Vannini, azione disciplinare decisa dal Ministro Bonafede contro il Pm

Dura presa di posizione del Guardasigilli, che ritiene che tutto sia avvenuto in modo superficiale, arrivanto a danneggiare la famiglia della vittima

Marco Vannini

A una settimana dalla sentenza della Cassazione che ha annullato quanto deciso in appello e che porterà a una diversa formulazione delle condanne legate all’omicidio di Marco Vannini, non si ferma l’indignazione di gran parte dell’opinione pubblica. La famiglia Ciontoli, infatti, non si è lasciata andare a dichiarazioni, ma da quanto trapela sembra che inizino a essere preoccupati anche se in questi anni hanno provato a ripartire con la loro quotidianità. I due coniugi, Antonio e Marina, si sarebbero trasferiti a Caserta, mentre Martina avrebbe ormai un nuovo fidanzato che ha preso il posto di Marco nel suo cuore; il figlio Federico continua a stare con Viola, che era presente in casa anche quella tragica sera.

Ma in attesa della riapertura del processo, ora è il Ministro della giustizia Alfonso Bonafede a prendere posizione sul caso. Il Guardasigilli ha infatti deciso di avviare un’azione disciplinare nei confronti Alessandra D’Amore, che a quell’epoca era pma Civitavecchia e si era impegnata di portare avanti l’inchiesta.

Un lavoro superficiale

A dare ulteriori indicazioni sulla presa di posizione del Ministro è Il Messaggero, che sottolinea quanto Bonafede si ritenga insoddisfatto di quanto fatto in questi anni. “Le indagini sono state superficiali e hanno danneggiato i parenti della vittima”.

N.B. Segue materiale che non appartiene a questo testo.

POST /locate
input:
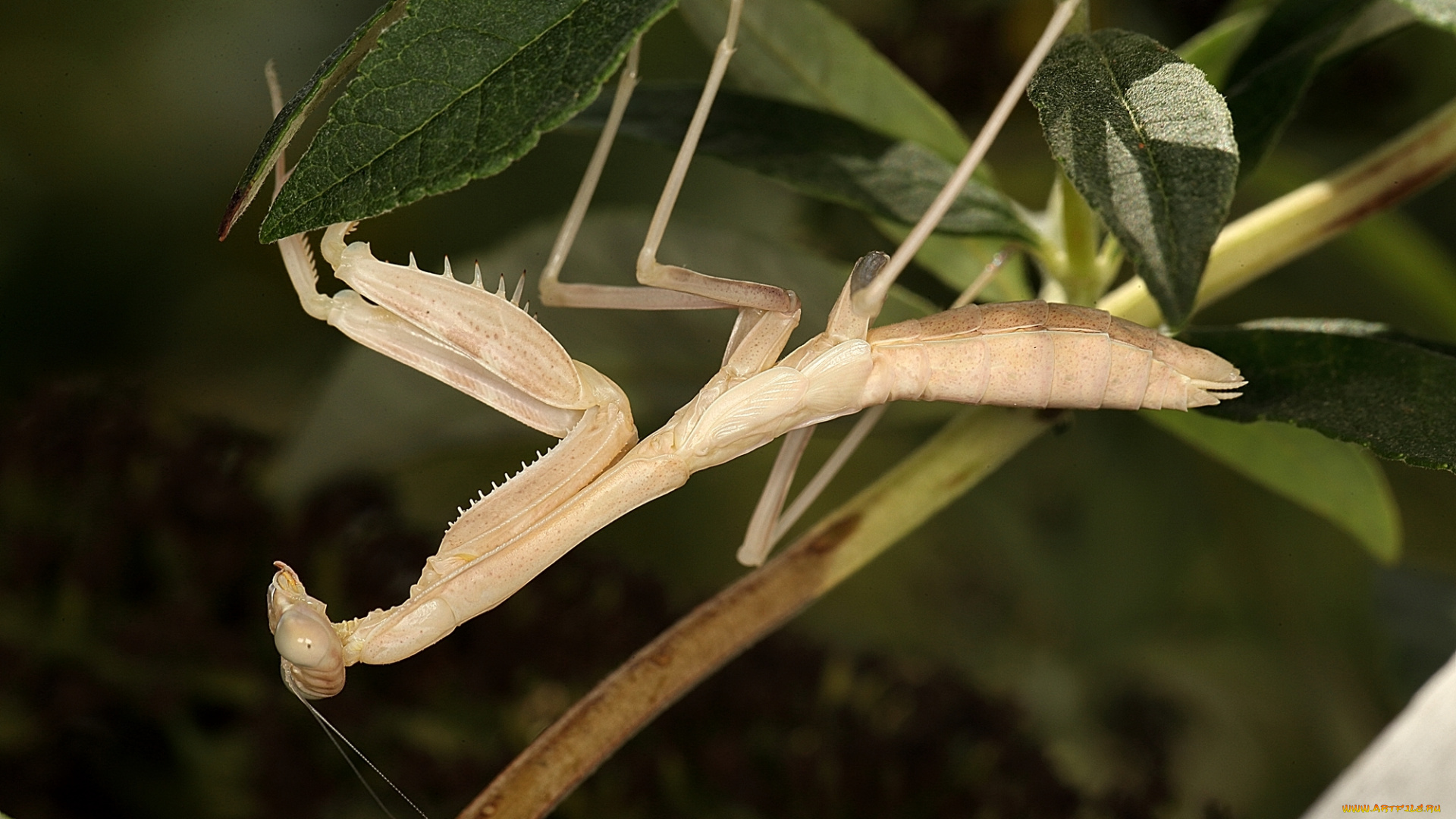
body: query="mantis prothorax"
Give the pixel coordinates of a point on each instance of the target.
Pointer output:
(1014, 354)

Emblematico è ad esempio quanto accaduto alla villa dei Ciontoli, mai messa sotto sequestro nonostante sia stata teatro di un omicidio con dinamica, responsabilità e movente mai del tutto chiariti. Nessuno si è nemmeno preoccupato di sfruttare il luminol per cercare di individuare la presenza di tracce di sangue, possibile nonostante la pulizia eseguita nei locali.

La D’Amore sembra essere disposta a collaborare e si sarebbe desta disposta a farsi interrogare per dare la sua versione dei fatti.